A equipe por trás da pesquisa aplicou um algoritmo de aprendizado de máquina a dados coletados de 53 pacientes com coronavírus em dois hospitais em Wenzhou, China, e descobriu que as alterações em três características críticas - níveis da enzima hepática alanina aminotransferase (ALT), níveis de hemoglobina e corpo relatado dores - doença grave subsequente prevista com maior precisão.

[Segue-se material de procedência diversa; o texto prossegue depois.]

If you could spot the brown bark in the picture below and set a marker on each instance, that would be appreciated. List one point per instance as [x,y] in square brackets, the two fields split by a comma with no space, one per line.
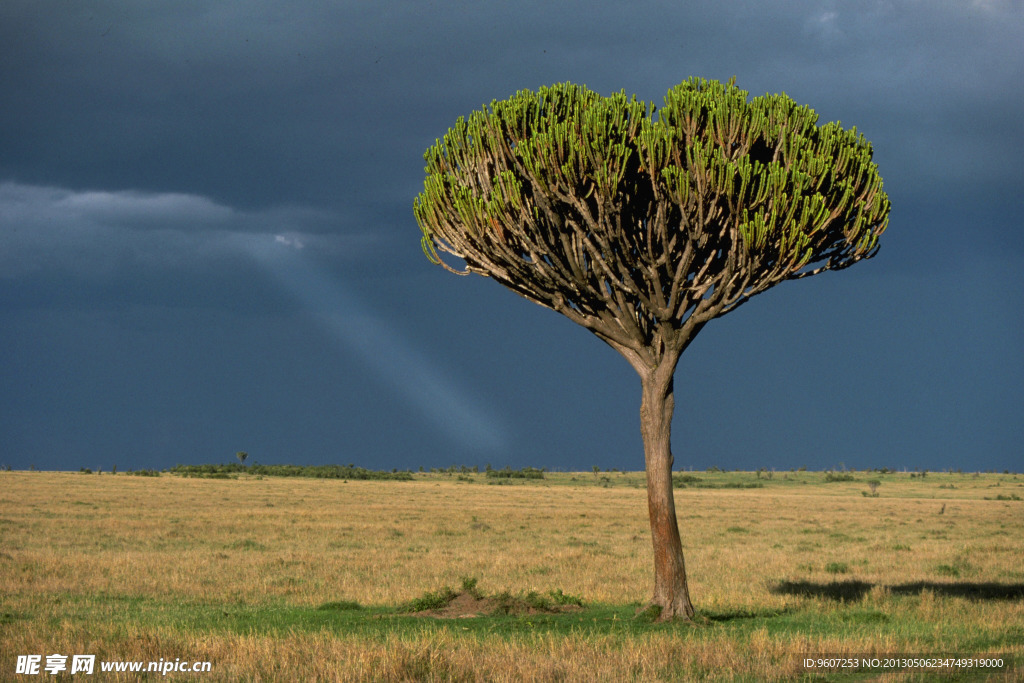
[671,591]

AI ajuda os médicos a lidar com a enxurrada de pacientes com coronavírus

Em contraste com isso, havia características consideradas relacionadas ao COVID-19, incluindo um padrão específico em imagens pulmonares chamado "opacidade em vidro fosco", fortes respostas imunológicas e febres, que não eram fatores úteis para prever quais pacientes com sintomas inicialmente leves seriam progresso para ARDS completo.

Sexo e idade também não foram preditores úteis, apesar de outros estudos mostrarem que homens com mais de 60 anos corriam maior risco.

"Tem sido fascinante porque muitos dos pontos de dados que a máquina usou para ajudar a influenciar suas decisões eram diferentes do que um médico normalmente veria", disse Coffee à AFP, de acordo com a TechXplore.

Claro, usar IA em ambientes médicos não é um conceito novo - existe outra ferramenta baseada em IA que ajuda dermatologistas a prever quais pacientes desenvolverão câncer de pele posteriormente.

Isso é significativo porque os médicos estão aprendendo sobre o COVID-19 rapidamente, pode ajudar os médicos a decidir - diagnosticamente - que caminho seguir e dá a eles mais critérios para decidir quais pacientes devem ter prioridade quando os hospitais em todo o mundo estão sobrecarregados da pandemia COVID-19, de acordo com o co-autor Anasse Bari, professor de ciência da computação na NYU, relata o TechXplore.

Com o surto de coronavírus se aprofundando em centros globais de negócios, ciência e cultura como a cidade de Nova York, todas as vantagens que as novas tecnologias podem fornecer na luta contra a pandemia são mais do que bem-vindas. É necessário.